The computer industry is turning to multi-core and multi-threaded processors to increase performance. These multi-core processors require explicit parallel programming, which is difficult. Transactional memory (TM) systems are needed for multi-core processors to increase parallel program scalability and reduce programming complexity.
Current software TM systems run on stock processors and provide substantial flexibility, but incur significant overhead for data versioning and validation in the face of conflicting transactions. Hardware TM designs have been proposed with the advantage of speed, but embed significant amounts of policy in silicon, and lose flexibility.
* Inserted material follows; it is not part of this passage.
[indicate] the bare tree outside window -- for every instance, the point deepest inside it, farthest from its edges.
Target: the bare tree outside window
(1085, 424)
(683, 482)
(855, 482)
The invention encompasses two hardware innovations and two levels of compliance. A lite form exploits only one of the hardware innovations: alert-on-invalidate-cache lines. A full form exploits both alert-on-invalidate and the second innovation: threatened-and-protected-cache lines. Lite is expected to be significantly faster than a software TM and significantly simpler than hardware TM. Specifically, it avoids most of the cost of validation while remaining 100% compatible with existing bus and coherence protocols. Our full TM is comparable in complexity to hardware TM but, like Lite, significantly more flexible. Both variants leave software in charge of almost all matters of policy, including conflict detection, contention management, deadlock and livelock avoidance, nesting, virtualization, and choice of data granularity. With respect to conflict detection in particular, our TM permits optimistic read-write and write-write sharing without requiring any global consensus algorithm in the cache coherence protocol.